Prove that a finite group $G$ is nilpotent if and only if whenever $a, b \in G$ with $gcd(o(a), o(b)) = 1$, then $ab = ba$.
I know that a finite group G is nilpotent iff it is a direct product of its sylow subgroups.
$(\implies)$ Let G be nilpotent. So, it is a direct product of its sylow subgroups.
$\therefore G=P_{1}\times P_{2}\times \ldots \times P_{k}$ i.e. $G=P_{1}P_{2}\ldots P_{k}$ where each $P_{i}\lhd G \;\forall\,i\in \{1,2,\ldots,k\}$, and $(P_{1}P_{2} \ldots P_{i})\cap P_{i+1}=\{e\} \;\forall\,i\in \{1,2,\ldots,k\}$.
Consider $a,b \in G$ such that $gcd(o(a),o(b))=1$
Case 1: If $a=e \;\; or \;\; b=e$
There is nothing to prove in this case
Case 2: If $a\neq e\neq b$
If $a,b\in P_{i}, \; sylow\;p_{i}-subgroup$ for some $i$, then $gcd(o(a),o(b))\geq p_{i}>1$. Hence, a contradiction.

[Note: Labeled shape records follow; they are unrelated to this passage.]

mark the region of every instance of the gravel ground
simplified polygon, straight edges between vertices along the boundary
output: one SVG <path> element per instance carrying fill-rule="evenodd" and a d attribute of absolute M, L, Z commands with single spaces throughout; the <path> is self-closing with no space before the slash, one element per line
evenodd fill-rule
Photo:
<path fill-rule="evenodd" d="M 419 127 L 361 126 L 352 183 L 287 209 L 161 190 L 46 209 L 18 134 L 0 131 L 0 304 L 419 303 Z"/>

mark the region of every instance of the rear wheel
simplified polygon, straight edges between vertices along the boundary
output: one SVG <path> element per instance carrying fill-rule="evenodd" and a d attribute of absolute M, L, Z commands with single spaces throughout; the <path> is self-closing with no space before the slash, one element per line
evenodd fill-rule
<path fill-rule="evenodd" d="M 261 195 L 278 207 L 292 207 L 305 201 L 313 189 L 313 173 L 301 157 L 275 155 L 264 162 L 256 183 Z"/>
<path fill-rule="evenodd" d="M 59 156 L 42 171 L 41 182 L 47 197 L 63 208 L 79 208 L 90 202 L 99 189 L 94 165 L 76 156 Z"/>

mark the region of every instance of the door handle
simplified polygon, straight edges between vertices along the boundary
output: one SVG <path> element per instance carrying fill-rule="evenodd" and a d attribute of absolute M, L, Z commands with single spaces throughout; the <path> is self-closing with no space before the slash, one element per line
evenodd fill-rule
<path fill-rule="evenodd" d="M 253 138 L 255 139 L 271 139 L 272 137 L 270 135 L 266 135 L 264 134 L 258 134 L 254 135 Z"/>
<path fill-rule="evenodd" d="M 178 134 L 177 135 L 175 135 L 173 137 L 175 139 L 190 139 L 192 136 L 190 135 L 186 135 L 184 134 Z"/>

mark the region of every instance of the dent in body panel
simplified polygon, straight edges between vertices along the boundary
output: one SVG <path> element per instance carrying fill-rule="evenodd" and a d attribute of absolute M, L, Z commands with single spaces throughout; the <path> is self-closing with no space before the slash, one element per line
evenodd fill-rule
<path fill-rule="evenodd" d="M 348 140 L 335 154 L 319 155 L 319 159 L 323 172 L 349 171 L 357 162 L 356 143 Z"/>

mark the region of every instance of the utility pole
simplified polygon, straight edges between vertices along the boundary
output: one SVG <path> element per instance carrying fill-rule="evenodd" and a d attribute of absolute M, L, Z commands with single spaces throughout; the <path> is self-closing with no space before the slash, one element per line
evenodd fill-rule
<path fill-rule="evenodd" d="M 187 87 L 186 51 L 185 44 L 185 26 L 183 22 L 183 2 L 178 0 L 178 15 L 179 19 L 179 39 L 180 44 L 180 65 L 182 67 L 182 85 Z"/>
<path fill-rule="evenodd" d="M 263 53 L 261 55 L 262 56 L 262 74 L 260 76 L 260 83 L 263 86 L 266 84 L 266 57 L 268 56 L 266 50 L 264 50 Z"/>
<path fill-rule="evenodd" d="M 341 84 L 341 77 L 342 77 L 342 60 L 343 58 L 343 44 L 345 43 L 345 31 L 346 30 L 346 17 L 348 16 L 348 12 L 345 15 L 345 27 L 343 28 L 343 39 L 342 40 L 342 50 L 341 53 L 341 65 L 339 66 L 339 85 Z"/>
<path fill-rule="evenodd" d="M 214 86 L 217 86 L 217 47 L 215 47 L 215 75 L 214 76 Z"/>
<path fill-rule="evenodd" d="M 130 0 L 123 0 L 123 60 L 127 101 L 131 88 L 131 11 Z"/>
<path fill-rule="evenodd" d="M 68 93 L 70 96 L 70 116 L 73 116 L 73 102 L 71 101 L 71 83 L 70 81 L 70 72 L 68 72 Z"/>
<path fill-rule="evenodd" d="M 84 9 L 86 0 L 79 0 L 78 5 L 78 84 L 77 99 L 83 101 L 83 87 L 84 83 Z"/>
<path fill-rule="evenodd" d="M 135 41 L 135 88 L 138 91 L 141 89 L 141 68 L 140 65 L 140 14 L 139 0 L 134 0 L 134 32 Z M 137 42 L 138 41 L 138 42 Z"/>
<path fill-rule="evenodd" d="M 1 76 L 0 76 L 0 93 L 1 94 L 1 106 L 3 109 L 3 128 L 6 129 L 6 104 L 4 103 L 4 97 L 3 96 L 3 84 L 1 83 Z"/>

$\therefore a\in P_{i}, b\in P_{j},\; i\neq j$
Also, $P_{i}\cap P_{j} = \{e\}$
So, $aba^{-1}b^{-1}\in P_{i}\cap P_{j} $. Hence, $ab=ba$
$(\impliedby)$ Here if I prove that each of the sylow subgroups of G is normal in G, and I already have trivial intersection for each sylow subgroup of distinct primes. So, I would have G as the direct product of sylow subgroups which would imply G is nilpotent.
I am not able to think how to prove the normality part. Please give some hints.
Also, please check the forward implication.
Thanks!